Confronting that danger could become a unifying struggle, bringing
classes and nations together in a common front. There are signs of
this happening among the generations that will have to deal with a
modified planetary ecosystem (their elders are mostly petrified by
the unfolding consequences of their inaction). But the capitalist
behemoth rumbles on, getting bigger by the day and ignoring the cliff
edge ahead. And for the countless numbers who have trouble getting by
from one pay check to the next, it is the end of the week or month
that preoccupies them, not the end of the world.
What
could stop this lemming-like rush to oblivion is a debt crunch. The
years of future incomes that have been spent cannot be redeemed. They
will have to be cancelled by default, inflation or decree. In either
case a colossal amount of supposed wealth will just evaporate.

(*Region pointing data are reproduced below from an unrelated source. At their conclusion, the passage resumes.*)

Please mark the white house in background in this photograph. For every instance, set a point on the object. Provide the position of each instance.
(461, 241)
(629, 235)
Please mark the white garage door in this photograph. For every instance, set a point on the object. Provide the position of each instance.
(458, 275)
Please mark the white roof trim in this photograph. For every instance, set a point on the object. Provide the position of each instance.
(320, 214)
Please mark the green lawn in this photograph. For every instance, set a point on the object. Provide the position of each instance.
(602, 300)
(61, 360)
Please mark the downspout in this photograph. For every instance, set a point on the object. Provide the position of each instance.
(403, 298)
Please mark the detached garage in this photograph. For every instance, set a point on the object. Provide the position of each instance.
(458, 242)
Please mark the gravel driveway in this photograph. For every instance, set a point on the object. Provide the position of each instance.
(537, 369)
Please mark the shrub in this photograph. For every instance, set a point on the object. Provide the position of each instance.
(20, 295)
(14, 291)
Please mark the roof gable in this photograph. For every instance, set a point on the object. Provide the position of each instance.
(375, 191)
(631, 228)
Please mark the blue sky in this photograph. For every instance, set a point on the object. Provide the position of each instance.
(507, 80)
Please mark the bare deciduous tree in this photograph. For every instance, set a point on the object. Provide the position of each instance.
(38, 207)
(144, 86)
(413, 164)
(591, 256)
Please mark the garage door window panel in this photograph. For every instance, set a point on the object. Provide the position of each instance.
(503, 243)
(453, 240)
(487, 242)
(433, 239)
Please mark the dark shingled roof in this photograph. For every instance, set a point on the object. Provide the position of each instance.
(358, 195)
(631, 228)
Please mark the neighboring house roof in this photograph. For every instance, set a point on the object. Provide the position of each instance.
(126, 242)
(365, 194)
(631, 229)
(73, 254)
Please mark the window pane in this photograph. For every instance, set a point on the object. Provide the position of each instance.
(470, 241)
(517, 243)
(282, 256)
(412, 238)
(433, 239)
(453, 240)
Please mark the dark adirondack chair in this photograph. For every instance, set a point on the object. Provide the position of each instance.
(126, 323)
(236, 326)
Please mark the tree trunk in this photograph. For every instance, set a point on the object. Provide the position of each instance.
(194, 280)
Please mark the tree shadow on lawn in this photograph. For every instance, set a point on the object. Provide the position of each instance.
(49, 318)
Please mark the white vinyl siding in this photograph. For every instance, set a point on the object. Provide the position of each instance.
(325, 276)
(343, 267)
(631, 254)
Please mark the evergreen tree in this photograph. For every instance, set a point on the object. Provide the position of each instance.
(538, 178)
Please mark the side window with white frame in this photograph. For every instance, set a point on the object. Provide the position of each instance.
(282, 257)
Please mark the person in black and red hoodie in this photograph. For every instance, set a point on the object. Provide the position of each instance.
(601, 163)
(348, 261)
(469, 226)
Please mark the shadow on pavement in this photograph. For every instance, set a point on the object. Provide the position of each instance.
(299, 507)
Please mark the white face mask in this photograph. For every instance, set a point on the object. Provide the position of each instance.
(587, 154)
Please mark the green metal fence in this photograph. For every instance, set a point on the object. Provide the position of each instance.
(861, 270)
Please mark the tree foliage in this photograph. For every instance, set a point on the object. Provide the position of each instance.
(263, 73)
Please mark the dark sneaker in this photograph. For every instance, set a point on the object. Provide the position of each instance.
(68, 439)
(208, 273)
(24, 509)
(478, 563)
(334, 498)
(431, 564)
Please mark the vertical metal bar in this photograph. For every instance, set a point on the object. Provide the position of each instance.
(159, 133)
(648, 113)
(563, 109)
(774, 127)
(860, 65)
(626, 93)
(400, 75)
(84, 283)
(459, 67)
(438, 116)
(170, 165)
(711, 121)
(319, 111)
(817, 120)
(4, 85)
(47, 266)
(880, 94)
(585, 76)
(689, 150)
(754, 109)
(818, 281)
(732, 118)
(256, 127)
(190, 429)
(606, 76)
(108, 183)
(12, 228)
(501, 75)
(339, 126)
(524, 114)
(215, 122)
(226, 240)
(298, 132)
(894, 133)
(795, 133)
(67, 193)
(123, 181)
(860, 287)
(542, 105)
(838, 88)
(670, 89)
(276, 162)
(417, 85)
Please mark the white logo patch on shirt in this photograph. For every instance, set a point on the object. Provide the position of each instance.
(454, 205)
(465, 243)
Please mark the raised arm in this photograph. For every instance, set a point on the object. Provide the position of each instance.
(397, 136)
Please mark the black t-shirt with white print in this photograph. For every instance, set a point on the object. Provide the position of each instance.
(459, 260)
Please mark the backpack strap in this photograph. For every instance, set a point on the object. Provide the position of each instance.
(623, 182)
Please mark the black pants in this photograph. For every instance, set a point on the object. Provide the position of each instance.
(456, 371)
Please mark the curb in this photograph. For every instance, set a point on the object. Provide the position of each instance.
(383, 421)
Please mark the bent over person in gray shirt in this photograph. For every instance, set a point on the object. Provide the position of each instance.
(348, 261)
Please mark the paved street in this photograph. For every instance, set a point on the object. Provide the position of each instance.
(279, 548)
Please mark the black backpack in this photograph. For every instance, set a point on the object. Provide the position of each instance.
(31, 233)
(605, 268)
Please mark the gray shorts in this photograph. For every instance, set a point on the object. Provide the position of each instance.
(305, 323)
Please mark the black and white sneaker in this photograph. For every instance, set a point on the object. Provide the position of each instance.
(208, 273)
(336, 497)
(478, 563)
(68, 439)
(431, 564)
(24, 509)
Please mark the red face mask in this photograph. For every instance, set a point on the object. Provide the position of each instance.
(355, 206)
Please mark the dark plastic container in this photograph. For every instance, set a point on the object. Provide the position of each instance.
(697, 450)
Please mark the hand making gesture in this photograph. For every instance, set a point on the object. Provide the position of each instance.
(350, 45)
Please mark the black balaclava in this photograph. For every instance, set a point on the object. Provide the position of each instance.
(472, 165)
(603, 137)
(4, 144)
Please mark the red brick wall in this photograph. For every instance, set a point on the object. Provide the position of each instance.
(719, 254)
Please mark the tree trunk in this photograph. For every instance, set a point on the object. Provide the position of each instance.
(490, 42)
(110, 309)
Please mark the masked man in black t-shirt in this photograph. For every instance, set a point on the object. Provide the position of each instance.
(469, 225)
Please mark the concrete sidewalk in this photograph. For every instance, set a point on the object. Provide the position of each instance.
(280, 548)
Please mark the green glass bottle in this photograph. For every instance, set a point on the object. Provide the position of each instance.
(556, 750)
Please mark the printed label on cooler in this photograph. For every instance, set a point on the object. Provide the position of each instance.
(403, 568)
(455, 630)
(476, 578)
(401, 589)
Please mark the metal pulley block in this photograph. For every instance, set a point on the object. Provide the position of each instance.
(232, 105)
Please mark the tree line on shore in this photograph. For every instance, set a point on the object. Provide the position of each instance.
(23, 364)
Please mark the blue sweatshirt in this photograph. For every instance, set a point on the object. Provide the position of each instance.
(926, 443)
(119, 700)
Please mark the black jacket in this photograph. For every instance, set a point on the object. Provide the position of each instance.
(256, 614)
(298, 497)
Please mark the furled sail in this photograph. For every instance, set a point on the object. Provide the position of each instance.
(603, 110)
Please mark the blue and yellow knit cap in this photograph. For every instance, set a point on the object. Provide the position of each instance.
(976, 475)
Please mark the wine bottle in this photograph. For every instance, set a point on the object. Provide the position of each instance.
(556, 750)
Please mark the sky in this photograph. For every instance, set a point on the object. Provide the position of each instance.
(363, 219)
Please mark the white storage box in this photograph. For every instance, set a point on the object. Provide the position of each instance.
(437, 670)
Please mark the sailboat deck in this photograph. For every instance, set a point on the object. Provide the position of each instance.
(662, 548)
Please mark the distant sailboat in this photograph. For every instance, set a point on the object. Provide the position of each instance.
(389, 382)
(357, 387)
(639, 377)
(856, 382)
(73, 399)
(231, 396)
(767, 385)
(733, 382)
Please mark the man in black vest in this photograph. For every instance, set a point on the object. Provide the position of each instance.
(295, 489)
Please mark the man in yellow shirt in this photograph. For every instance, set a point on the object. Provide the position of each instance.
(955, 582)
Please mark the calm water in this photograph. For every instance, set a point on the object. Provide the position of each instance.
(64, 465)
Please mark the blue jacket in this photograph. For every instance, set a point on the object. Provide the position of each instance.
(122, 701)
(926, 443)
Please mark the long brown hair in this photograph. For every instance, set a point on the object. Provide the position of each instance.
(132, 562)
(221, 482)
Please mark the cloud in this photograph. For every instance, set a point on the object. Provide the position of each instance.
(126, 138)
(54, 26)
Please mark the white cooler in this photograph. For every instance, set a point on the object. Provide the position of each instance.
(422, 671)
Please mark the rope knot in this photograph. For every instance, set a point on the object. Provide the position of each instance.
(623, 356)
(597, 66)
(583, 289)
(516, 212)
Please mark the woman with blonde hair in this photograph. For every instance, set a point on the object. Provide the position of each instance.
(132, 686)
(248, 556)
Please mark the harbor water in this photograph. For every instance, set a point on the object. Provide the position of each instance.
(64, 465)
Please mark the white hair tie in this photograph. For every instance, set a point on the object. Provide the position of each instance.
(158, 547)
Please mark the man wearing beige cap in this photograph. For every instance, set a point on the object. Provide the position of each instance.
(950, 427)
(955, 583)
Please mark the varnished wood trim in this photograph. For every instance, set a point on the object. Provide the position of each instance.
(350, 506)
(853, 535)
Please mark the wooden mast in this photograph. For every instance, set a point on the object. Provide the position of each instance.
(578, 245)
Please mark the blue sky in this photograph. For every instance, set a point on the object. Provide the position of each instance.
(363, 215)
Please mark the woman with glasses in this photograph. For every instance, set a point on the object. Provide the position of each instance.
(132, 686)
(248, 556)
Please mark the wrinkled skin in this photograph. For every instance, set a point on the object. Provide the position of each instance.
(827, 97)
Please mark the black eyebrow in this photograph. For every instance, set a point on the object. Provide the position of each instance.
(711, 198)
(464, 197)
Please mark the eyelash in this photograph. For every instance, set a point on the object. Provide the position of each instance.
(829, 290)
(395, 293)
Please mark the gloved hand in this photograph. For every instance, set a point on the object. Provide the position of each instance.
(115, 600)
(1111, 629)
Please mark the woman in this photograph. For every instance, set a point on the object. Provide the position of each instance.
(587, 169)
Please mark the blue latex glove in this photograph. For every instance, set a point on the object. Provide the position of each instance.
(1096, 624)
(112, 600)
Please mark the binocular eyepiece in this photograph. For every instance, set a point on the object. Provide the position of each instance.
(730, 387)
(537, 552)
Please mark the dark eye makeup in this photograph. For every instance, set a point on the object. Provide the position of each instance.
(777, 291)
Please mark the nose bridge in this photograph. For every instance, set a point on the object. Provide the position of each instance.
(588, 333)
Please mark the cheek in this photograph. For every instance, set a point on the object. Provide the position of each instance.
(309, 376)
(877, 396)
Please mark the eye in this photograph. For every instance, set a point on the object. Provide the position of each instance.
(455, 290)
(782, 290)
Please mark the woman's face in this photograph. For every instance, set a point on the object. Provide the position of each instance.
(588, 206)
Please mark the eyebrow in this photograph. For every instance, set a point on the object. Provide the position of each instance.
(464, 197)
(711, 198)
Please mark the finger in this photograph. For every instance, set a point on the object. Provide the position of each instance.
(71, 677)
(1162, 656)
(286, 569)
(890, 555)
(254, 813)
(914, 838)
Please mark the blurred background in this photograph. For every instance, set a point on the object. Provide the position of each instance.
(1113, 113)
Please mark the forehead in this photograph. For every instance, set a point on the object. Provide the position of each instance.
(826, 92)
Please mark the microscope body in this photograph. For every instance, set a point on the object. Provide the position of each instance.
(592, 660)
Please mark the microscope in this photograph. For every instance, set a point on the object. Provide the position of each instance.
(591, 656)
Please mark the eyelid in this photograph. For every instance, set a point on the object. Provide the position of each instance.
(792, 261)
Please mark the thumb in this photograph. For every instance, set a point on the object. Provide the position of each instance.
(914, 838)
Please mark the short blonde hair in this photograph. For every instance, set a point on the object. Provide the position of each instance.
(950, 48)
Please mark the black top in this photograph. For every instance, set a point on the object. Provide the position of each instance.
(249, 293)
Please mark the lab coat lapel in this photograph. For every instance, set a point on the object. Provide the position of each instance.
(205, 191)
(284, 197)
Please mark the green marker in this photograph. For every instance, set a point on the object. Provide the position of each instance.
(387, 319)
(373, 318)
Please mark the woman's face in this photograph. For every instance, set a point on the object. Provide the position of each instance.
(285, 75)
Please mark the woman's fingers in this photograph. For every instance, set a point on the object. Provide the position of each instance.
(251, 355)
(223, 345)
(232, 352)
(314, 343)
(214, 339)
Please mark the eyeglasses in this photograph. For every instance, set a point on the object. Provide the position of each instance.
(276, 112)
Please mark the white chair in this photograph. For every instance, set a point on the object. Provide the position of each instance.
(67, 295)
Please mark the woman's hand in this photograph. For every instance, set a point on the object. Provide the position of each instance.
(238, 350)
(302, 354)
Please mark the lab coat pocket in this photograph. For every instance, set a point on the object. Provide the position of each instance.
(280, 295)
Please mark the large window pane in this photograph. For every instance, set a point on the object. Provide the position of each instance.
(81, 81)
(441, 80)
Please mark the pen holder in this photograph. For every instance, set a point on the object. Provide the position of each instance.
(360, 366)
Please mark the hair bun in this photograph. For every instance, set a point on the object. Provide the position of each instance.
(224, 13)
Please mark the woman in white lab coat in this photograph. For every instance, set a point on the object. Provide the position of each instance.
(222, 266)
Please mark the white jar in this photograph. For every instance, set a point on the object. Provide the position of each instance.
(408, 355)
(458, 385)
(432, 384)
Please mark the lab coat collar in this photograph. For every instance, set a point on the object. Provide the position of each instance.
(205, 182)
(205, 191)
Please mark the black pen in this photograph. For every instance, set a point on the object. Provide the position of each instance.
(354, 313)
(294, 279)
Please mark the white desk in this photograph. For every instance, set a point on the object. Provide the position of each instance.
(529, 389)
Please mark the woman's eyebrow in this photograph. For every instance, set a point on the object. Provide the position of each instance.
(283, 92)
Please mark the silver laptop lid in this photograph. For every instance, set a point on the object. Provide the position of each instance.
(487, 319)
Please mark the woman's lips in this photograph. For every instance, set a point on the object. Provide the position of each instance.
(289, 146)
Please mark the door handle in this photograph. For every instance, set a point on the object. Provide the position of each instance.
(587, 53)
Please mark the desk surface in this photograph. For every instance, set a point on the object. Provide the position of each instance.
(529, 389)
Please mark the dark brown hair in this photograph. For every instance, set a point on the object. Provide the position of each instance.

Humanity has wasted its future, unthinkingly for most, very
profitably for some, but all will suffer from the backlash. It could
be an occasion for thought, and for starting again along a completely
different path. Profit and interest could become concepts that are
only joked about. Unfortunately the signs are not pointing in that
direction. Heavily armed police patrol the streets, prisons are full
to bursting point, protest is gassed, cudgelled and mutilated, and
those who hold power and wealth show no inclination for letting go.
The consequence will not be a gala diner, and the outcome will be
messy. Today’s children will inherit a wrecked society and a broken
planet. And they can thank Margaret Thatcher for convincing the world
forty years ago that “there is no alternative”… to extinction?